Methods and results: Commercial oligonucleotide microarrays and quantitative real-time RT-PCR were used to study the transcriptional responses of S. cerevisiae to THY. Compared with the transcriptional profiles of untreated cultures, 305 genes were significantly upregulated, and 212 genes were significantly downregulated in THY-treated cells. We interpreted the microarray data using a hierarchical clustering tool, T-profiler. Glucose-dependent efflux of rhodamine 6G (R6G) from S. cerevisiae was performed to assay a phenotypic correlation between ATP-binding cassette transporter overexpression induced by THY and efflux of R6G. The addition of THY resulted in an increase in the concentration of released fluorescence, following the addition of glucose.
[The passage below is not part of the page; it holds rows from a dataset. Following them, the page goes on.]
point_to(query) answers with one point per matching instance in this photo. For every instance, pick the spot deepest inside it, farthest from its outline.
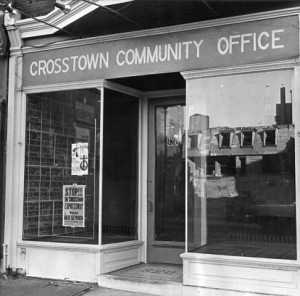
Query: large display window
(120, 167)
(61, 180)
(65, 174)
(241, 165)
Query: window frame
(275, 66)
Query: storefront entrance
(166, 180)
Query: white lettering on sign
(158, 53)
(252, 41)
(75, 63)
(161, 53)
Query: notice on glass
(80, 159)
(73, 205)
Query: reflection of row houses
(224, 150)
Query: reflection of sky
(239, 100)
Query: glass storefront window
(241, 165)
(120, 167)
(61, 191)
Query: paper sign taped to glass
(80, 159)
(74, 205)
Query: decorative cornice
(166, 30)
(272, 66)
(64, 86)
(32, 28)
(262, 263)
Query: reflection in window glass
(169, 173)
(241, 175)
(62, 167)
(120, 156)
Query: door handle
(150, 206)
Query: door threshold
(152, 271)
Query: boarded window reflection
(241, 177)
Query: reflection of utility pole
(284, 109)
(283, 106)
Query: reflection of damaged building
(242, 150)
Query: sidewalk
(23, 286)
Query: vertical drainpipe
(3, 100)
(11, 220)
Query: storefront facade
(105, 172)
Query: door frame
(168, 249)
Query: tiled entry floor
(150, 271)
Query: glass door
(166, 180)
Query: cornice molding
(167, 30)
(243, 69)
(64, 86)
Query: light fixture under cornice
(12, 12)
(64, 7)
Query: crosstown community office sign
(237, 44)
Additional phenotype analysis showed that the intracellular concentration of thiamine was decreased by THY, and THY led to lesions in the membranes; these were consistent with the results of microarray.
Conclusion: The transcriptional response of S. cerevisiae to THY was determined, and several changes in genetic regulation were verified in physiological effects on the cell.
Significance and impact of the study: Taken a whole-genome view to elucidate the mechanism of THY as a potential antifungal agent.